= Herman Schlom =

American film producer (1904–1983)

Herman Schlom (1904–1983) was an American film producer who worked primarily for Republic Pictures, then RKO Radio Pictures. He first received film credit as an assistant director for Dracula in 1931. Some of Schlom's notable films, as a producer, include the crime thrillers The Devil Thumbs a Ride (1947), Born to Kill (1947), Dick Tracy Meets Gruesome (1947) and Armored Car Robbery (1950).

==Career==
Schlom's independent production Li'l Abner was distributed by RKO. This earned Schlom an invitation to join the RKO staff in 1941. He became a prolific contributor to the studio's B-picture production, assigned to low-budget thrillers and series films. He produced The Great Gildersleeve and its ensuing series; he also supervised the Dick Tracy series and the Zane Grey westerns. Schlom developed a reputation for being efficient and economical, and by 1946 Schlom inherited series that were ending, along with their lowered budgets: The Falcon, Brown and Carney, Morgan Conway, Ralph Edwards. Schlom also produced five stylish film noir thrillers between 1947 and 1950.

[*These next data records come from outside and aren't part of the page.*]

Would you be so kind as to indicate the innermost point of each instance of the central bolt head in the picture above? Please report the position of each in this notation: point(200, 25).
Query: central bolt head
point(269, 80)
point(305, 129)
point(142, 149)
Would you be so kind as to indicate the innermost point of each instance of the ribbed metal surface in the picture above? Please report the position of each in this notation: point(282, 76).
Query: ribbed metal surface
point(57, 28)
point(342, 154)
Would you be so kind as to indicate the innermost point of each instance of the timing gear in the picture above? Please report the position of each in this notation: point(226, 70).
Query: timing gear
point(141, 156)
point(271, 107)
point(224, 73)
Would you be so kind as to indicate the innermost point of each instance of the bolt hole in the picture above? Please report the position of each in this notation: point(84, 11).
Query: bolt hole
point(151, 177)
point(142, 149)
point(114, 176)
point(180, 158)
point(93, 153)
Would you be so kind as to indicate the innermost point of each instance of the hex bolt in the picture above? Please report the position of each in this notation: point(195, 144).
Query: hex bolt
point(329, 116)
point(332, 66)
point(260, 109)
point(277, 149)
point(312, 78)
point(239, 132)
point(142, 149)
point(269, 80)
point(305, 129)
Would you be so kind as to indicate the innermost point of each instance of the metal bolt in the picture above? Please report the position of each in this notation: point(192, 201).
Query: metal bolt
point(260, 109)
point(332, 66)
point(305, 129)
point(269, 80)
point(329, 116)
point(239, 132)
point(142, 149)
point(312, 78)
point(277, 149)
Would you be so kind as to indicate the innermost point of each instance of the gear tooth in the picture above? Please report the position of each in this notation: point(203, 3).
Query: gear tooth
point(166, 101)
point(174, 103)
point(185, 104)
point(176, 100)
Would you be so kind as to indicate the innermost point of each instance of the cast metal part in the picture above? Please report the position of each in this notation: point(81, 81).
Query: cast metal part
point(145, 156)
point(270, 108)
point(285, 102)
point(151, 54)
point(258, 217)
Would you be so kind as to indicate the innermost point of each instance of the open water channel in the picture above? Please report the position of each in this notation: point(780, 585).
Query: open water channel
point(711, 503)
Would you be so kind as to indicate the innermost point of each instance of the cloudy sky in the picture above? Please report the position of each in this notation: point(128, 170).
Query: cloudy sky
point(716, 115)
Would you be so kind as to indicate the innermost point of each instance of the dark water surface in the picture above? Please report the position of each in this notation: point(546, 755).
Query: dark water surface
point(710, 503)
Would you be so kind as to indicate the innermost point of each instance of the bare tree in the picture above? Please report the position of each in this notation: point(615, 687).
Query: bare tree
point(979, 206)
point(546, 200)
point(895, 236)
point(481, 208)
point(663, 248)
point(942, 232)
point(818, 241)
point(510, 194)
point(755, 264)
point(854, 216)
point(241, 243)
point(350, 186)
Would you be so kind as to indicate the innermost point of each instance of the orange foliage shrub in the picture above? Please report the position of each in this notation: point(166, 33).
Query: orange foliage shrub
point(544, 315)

Schlom's experience with the Zane Grey pictures led to his taking over the Tim Holt B-western unit in 1947. According to Holt's co-star Richard Martin, "“Herman was one of RKO's best B producers. He could get a lot of quality into a picture for a few dollars. He lived with the pictures he was producing 24 hours a day, trying to refine them, make them better. He fought for excellent music backgrounds and outstanding photography." Schlom kept making Holt westerns until the series lapsed in 1952; these were his last theatrical films.

He was also a producer of the 1956–1957 western television series My Friend Flicka, starring Johnny Washbrook, Gene Evans, Anita Louise, and Frank Ferguson.